The 2022 Lyric panto doesn’t quite incite actual class war. But this ‘Jack and the Beanstalk’ ought to plant a few seeds of revolution in young minds – maybe one will grow into the metaphorical beanstalk that allows the proletariat to seize the means of production or something.
As always, the setting is Hammersmith, which is being ravaged by Francis Fleshcreep (Jodie Jacobs), a phenomenally wealthy weirdo who lives alone in his palace in the clouds, and extorts a steep ‘giant tax’ from the townsfolk by threatening them with his mechanical ogre: ‘only exploiting a gap in the market’, he explains cheerily.
He’s also convinced that he’s the hero of the story: while Jude Christian and Sonia Jalaly’s script is clearly not angling for any messianic tech bro in particular, Elon Musk’s recent reinvention as a shit Bond villain certainly adds some topicality.
Nicholai la Barrie’s production is ultimately too soft-hearted to develop into ‘Das Kapital’ with a pantomime cow. But its willingness to get stuck into social inequality and the ravages of capitalism is one of the reasons why the Lyric’s panto has long held the reputation as the punky badboy of the London panto scene.

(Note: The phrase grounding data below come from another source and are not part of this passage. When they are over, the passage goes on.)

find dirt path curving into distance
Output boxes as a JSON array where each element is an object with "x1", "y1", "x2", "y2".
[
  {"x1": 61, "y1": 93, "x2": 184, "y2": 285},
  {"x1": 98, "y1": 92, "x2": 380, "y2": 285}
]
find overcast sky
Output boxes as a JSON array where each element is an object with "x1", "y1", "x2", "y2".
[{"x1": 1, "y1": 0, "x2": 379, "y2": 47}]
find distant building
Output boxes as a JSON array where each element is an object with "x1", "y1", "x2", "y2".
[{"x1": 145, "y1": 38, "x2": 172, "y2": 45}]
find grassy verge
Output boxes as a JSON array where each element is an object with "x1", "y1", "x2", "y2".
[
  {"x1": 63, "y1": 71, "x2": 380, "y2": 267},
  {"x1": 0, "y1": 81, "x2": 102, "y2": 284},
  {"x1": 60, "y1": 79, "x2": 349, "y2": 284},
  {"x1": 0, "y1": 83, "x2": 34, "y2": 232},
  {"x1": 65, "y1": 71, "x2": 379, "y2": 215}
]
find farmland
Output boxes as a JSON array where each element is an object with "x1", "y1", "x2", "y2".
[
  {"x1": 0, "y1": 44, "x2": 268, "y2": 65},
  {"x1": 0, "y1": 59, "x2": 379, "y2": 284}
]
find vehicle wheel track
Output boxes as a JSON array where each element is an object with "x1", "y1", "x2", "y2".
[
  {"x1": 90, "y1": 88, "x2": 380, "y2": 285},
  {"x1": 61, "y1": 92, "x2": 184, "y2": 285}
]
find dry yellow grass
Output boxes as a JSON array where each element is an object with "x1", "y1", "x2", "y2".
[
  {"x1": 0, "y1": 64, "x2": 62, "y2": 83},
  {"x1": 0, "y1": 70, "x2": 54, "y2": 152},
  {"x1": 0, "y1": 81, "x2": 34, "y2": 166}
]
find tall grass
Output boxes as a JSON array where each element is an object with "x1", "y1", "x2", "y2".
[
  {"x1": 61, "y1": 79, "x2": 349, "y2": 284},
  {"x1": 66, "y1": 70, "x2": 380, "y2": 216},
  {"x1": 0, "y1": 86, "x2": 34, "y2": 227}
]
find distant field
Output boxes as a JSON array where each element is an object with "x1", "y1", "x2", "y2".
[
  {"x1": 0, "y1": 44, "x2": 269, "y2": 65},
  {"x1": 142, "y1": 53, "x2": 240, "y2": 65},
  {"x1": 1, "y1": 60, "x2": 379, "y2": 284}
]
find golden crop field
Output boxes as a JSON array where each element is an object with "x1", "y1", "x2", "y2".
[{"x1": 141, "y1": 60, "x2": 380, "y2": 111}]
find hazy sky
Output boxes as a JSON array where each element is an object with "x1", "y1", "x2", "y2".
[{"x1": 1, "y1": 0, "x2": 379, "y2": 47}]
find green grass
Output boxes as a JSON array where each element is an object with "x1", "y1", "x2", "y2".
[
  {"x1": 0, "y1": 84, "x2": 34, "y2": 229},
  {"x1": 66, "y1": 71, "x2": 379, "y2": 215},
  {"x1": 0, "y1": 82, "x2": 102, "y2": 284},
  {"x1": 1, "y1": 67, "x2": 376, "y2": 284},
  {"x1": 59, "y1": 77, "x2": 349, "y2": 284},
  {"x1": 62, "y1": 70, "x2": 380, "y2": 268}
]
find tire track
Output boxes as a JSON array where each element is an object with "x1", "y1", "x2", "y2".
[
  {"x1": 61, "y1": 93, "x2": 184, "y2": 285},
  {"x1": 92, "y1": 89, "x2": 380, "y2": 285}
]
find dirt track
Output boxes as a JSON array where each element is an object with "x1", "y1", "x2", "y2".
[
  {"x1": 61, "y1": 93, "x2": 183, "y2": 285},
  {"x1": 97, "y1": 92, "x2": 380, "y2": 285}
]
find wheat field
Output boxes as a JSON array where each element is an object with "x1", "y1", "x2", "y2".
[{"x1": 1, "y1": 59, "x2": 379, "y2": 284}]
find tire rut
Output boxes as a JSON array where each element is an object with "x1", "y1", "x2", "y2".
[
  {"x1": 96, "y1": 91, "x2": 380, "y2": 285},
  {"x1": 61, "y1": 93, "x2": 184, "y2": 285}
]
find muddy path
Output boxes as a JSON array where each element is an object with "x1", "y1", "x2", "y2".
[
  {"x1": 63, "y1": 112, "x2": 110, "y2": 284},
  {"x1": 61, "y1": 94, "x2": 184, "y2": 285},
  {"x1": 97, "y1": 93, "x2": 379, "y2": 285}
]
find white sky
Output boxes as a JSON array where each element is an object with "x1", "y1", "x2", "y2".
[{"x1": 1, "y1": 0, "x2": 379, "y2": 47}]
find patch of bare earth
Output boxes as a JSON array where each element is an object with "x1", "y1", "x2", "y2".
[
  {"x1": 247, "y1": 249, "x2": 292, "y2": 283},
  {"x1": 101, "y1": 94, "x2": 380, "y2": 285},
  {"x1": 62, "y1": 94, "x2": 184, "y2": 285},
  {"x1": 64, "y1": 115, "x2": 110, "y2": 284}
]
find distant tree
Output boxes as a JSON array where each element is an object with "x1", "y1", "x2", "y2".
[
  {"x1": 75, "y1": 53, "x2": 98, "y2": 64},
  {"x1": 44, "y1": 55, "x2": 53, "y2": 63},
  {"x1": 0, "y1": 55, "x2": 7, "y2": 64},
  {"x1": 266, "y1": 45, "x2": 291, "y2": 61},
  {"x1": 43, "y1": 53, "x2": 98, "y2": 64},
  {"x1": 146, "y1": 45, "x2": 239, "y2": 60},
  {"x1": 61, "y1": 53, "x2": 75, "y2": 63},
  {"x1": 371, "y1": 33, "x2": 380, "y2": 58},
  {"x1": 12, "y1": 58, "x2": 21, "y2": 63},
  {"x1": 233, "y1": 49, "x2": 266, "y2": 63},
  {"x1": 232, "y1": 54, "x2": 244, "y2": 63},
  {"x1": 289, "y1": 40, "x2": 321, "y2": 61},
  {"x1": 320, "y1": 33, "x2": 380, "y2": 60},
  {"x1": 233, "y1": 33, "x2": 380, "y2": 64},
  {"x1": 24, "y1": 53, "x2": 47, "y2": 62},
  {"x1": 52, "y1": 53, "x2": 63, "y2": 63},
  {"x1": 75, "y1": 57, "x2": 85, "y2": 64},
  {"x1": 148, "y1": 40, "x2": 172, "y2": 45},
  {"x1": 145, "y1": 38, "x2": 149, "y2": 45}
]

Crucially, it’s also just a really bloody good panto. I saw a 10am matinee where I’m pretty sure I was the only audience member not at a primary school in some capacity. Clearly there were whole swathes of it that went over young heads, from the sight gag about the Liz Truss lettuce to a ‘2001: A Space Odyssey’ pastiche. But they still loved it – even a French primary school that was there for some reason – because it’s a big-hearted tale about brave Jack (Leah St Luce), his virtuous fairy godmother-in-training BFF Jill (Maddison Bulleyment), his insecure brother Simon (Finlay McGuigan) and their colossally overbearing mother Dame Trot: a fantastically committed performance from Emmanuel Akwafo, who made his breakthrough in the extremely different play ‘For Black Boys…’ and here looks like he’s been dameing his whole life (this surely can’t be a one-off dabble: panto needs him!).
Toss in some bangers by Beyoncé and Lizzo, crank up the audience interaction, read some shout-outs, dole out some chocolate, douse the audience in a glittery cascade and litter the whole thing in pop-culture references… it does everything you want a panto to do and it does it well. But it’s the air of insurrection that makes it special.